L’organisation de filières telles que celles des matériaux biosourcés

Le succès est tel que le carnet de commande d’Ideal Tiny est rempli pour l’année à venir. L’entreprise spécialisée dans la fabrication de tiny houses, née en novembre 2019, compte aujourd’hui 50 salariés et livre une centaine de tiny house par an, pour un chiffre d’affaires de 3,5 millions d’euros en 2022 contre 500 000 euros durant sa première année. Pour son fondateur Denis Lelièvre, le secteur des micro-habitats est aujourd’hui « dans une phase de maturité » propice à son bon développement, grâce notamment à l’organisation de filières telles que celles des matériaux biosourcés et résistants, adaptés à ce type de construction. 

La jeune entreprise Le Cocon Français, créée en décembre 2020 par Cyril Le Regent, Antoine Pergetti et Nicolas Laurette, est également très sollicitée pour ses espaces de vie construits à partir de containers maritimes, dans une démarche éco-responsable. Et ce, par des clients en quête d’espaces modulables. « Il y a eu l’effet COVID qui a poussé les gens à se tourner vers des constructions plus simples à mettre en œuvre, réalisables en seulement quelques mois, voire semaines, et déplaçables facilement. C’est une sensation de liberté que l’on ne retrouve pas dans la maison traditionnelle, plus lourde et massive », détaille Antoine Pergetti.

Du tourisme vert au bureau mobile

Un succès que ces micro espaces doivent également à leurs multiples potentielles fonctions, capables de répondre à des besoins variés, au-delà d’un logement principal. « Environ 70% des demandes que nous recevons concernent l’habitation principale. Mais les micro-habitats sont aussi utilisés dans le tourisme vert, ou par des professionnels indépendants ou en télétravail qui souhaitent un bureau mobile », liste Côme Turrillot, COO de Ma Petite Maison. Ideal Tiny vend par exemple ses micro-maisons à des campings, à des clients désirant faire de la location saisonnière ou encore à des personnes exerçant une profession libérale, là où Le Cocon Français propose davantage des studios, espaces professionnels et détentes de type salle de sport ou pool house.

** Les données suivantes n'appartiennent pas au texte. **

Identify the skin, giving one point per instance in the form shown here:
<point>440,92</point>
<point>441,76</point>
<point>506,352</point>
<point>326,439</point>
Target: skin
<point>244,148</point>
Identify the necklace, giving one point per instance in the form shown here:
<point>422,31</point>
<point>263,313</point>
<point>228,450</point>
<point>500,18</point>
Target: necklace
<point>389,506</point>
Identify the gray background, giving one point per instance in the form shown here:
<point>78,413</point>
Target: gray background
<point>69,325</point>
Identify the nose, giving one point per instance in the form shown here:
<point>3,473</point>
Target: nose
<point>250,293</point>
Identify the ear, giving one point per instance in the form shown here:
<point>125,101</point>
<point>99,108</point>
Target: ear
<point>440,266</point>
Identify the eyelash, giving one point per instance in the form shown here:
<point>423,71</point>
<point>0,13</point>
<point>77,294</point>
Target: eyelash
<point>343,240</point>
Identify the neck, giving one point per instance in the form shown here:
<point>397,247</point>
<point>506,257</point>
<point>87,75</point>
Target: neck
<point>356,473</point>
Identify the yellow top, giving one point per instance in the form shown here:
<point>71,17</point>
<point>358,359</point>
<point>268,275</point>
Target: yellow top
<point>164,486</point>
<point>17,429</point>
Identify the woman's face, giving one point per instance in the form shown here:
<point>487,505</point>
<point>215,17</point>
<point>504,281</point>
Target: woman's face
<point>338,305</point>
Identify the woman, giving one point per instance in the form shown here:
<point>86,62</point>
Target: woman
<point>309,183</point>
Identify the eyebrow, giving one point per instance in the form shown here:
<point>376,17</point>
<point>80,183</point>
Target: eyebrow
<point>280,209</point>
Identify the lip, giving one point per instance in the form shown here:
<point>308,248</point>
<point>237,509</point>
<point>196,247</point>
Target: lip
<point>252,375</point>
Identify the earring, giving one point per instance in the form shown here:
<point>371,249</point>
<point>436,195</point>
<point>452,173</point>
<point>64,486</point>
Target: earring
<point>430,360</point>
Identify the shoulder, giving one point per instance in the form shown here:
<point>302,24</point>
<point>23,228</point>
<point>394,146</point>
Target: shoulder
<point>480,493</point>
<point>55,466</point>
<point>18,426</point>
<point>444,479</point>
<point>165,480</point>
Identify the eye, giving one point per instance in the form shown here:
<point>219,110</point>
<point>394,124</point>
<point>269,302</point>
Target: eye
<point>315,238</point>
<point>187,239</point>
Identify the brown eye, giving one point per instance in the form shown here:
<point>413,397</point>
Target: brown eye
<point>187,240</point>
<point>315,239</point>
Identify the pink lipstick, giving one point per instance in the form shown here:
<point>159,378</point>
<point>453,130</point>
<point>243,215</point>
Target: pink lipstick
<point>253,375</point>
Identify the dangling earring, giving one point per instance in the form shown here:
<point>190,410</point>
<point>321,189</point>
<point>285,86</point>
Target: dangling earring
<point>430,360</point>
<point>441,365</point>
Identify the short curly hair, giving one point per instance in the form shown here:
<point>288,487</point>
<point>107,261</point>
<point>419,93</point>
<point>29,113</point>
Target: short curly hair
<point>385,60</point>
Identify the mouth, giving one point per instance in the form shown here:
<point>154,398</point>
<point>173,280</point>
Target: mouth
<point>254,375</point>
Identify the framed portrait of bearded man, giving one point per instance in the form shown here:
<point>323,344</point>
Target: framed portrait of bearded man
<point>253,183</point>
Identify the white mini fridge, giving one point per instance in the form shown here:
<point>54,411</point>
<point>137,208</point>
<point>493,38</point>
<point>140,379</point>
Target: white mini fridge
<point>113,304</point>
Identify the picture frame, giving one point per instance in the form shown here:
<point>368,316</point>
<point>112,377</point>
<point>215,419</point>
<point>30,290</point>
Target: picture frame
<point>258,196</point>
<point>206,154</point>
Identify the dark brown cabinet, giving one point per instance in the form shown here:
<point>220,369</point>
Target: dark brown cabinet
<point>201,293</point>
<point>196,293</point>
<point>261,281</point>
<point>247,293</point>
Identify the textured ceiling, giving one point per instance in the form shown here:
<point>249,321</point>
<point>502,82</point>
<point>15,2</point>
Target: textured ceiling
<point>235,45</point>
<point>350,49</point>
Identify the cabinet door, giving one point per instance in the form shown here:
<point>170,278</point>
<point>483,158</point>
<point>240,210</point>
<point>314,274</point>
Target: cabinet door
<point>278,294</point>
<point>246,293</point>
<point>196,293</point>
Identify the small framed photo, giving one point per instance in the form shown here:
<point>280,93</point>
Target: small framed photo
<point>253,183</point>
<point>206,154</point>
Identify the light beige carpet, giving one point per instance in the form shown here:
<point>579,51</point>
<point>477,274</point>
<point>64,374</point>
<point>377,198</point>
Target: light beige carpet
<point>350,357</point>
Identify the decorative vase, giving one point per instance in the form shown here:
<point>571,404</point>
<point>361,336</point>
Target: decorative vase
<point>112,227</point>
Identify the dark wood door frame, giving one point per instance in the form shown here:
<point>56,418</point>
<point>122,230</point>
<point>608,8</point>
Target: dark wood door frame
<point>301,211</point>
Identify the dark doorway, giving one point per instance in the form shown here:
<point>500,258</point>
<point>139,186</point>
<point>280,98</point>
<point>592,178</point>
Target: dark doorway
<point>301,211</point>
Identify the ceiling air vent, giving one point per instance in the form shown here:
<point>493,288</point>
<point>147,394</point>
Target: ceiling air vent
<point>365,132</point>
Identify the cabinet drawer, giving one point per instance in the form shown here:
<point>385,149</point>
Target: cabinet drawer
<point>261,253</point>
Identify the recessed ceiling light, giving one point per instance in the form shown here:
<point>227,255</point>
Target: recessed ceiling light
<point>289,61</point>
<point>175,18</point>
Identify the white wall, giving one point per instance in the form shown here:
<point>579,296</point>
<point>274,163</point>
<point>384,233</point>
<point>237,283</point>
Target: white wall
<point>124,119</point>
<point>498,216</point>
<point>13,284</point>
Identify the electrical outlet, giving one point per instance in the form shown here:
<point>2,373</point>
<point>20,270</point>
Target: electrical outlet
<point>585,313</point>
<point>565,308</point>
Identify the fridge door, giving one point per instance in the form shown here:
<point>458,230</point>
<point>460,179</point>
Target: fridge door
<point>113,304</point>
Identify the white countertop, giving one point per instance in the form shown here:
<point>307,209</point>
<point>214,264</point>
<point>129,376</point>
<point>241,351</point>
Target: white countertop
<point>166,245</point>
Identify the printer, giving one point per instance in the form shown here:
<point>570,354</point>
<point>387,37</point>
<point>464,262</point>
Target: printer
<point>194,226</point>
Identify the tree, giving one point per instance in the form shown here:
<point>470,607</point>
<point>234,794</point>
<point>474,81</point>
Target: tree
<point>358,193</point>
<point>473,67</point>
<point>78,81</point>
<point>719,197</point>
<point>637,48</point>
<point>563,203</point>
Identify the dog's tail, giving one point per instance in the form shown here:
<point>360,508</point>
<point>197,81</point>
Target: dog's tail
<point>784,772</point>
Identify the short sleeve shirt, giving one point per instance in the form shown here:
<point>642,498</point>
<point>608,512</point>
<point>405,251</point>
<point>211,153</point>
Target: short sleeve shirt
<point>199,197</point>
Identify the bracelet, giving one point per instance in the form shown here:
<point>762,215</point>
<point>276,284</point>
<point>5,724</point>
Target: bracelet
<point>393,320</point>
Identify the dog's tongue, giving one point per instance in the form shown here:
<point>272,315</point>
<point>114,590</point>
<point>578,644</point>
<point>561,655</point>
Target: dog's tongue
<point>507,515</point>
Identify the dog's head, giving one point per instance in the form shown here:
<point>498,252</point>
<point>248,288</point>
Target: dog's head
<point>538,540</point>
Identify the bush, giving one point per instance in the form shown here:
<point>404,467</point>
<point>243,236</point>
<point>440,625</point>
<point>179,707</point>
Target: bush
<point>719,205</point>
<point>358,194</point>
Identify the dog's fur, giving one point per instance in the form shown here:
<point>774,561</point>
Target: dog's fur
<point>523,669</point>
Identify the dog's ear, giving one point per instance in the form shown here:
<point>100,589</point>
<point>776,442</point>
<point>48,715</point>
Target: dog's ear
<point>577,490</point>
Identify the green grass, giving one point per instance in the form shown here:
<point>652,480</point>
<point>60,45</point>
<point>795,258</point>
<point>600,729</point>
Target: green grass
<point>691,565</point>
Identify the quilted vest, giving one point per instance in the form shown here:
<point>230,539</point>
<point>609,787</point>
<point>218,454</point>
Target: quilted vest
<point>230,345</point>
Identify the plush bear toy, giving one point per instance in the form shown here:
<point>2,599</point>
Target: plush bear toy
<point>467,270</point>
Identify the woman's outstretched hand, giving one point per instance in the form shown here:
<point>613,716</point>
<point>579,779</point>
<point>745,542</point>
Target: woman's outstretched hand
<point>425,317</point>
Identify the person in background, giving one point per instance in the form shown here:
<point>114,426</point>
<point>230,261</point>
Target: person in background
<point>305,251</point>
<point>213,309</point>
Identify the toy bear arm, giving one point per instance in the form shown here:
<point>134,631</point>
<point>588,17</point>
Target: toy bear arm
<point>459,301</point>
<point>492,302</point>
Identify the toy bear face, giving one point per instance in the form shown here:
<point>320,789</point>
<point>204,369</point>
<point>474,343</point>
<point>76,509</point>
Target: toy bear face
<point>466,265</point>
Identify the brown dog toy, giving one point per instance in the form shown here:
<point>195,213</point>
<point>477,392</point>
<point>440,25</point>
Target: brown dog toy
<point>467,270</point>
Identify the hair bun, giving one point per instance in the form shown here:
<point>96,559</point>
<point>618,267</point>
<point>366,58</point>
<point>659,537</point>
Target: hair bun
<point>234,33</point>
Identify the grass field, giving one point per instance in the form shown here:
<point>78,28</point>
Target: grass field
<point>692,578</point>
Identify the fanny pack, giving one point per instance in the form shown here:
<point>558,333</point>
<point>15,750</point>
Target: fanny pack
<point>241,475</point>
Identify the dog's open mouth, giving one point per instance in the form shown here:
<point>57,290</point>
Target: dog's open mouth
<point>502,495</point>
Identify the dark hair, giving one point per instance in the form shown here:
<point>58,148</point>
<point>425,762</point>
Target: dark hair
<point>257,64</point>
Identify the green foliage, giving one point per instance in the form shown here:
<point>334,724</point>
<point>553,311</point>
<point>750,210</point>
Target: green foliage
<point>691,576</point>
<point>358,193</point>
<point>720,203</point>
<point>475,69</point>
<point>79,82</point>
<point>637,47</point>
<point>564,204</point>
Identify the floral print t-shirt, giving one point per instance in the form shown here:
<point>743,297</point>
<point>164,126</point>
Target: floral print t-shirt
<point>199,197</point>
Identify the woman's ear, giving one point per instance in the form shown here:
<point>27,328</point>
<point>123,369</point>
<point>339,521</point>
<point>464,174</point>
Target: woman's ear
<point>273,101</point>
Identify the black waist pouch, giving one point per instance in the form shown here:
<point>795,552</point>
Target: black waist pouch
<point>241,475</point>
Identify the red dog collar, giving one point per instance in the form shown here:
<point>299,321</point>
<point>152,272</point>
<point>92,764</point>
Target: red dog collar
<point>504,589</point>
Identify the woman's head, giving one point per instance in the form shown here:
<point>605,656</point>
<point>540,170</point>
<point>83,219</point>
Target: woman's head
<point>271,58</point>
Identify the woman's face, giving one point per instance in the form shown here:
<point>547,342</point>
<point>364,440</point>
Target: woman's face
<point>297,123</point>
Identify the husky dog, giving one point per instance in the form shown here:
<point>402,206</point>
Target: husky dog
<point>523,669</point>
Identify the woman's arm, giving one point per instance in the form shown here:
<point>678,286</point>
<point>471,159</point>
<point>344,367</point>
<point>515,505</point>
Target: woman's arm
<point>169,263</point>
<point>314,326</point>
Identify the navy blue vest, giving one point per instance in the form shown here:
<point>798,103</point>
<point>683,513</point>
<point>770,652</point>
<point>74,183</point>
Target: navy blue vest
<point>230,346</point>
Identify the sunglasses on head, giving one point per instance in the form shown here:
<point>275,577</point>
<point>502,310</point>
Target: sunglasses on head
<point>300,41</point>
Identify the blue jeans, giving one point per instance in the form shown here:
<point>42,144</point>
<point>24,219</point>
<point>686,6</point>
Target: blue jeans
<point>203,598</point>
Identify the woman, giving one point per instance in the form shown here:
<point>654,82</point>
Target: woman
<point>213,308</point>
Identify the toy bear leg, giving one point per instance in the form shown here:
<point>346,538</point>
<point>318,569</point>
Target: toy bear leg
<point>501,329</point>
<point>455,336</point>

Associer industrialisation et artisanat

Répondre à la demande croissante représente toutefois un défi de taille pour les entreprises, qui doivent garder en tête l’industrialisation des process, dans un souci d’optimisation des coûts et de réduction des délais de fabrication… et ce, tout en préservant la nature artisanale des micro-habitats, caractéristique recherchée par les clients.

Denis Lelièvre s’y attelle depuis la création d’Ideal Tiny, avec pour but l’augmentation de ses capacités de production en vue de satisfaire sa clientèle dans l’hôtellerie de plein air. « Nous avons des modèles de tiny house prédéfinis, que les clients peuvent ensuite personnaliser. Cela nous permet de constituer des stocks importants et de maîtriser nos coûts de fabrication, pour proposer des prix compétitifs et répondre rapidement aux demandes », explique-t-il. 

Ideal Tiny fonctionne en groupement d’artisans, avec une équipe dédiée à la construction d’une micro-maison de A à Z. « Ce n’est pas un travail à la chaîne. La tiny a une âme et il ne faut pas la dénaturer », insiste le fondateur de l’entreprise. Pour Ma Petite Maison, qui accompagne les projets de micro-habitats, c’est également un axe sur lequel travailler avec ses partenaires, qu’il s’agisse d’entreprises ou d’artisans. « Nous aimerions jouer un rôle de conseiller pour aider nos partenaires à valoriser leurs points forts et améliorer leurs points faibles concernant l’industrialisation des process », précise Guillaume Gabrièle, responsable marketing.

Les entrepreneurs se montrent tous optimistes quant à l’avenir de ces nouveaux habitats. Comme l’affirme Antoine Pergetti, cofondateur de l’entreprise Le Cocon Français : « Au-delà de l’effet de nouveauté, il y un vrai attrait et intérêt qui, je pense, fait que ce type de solution va être prisée tout autant que les maisons traditionnelles ».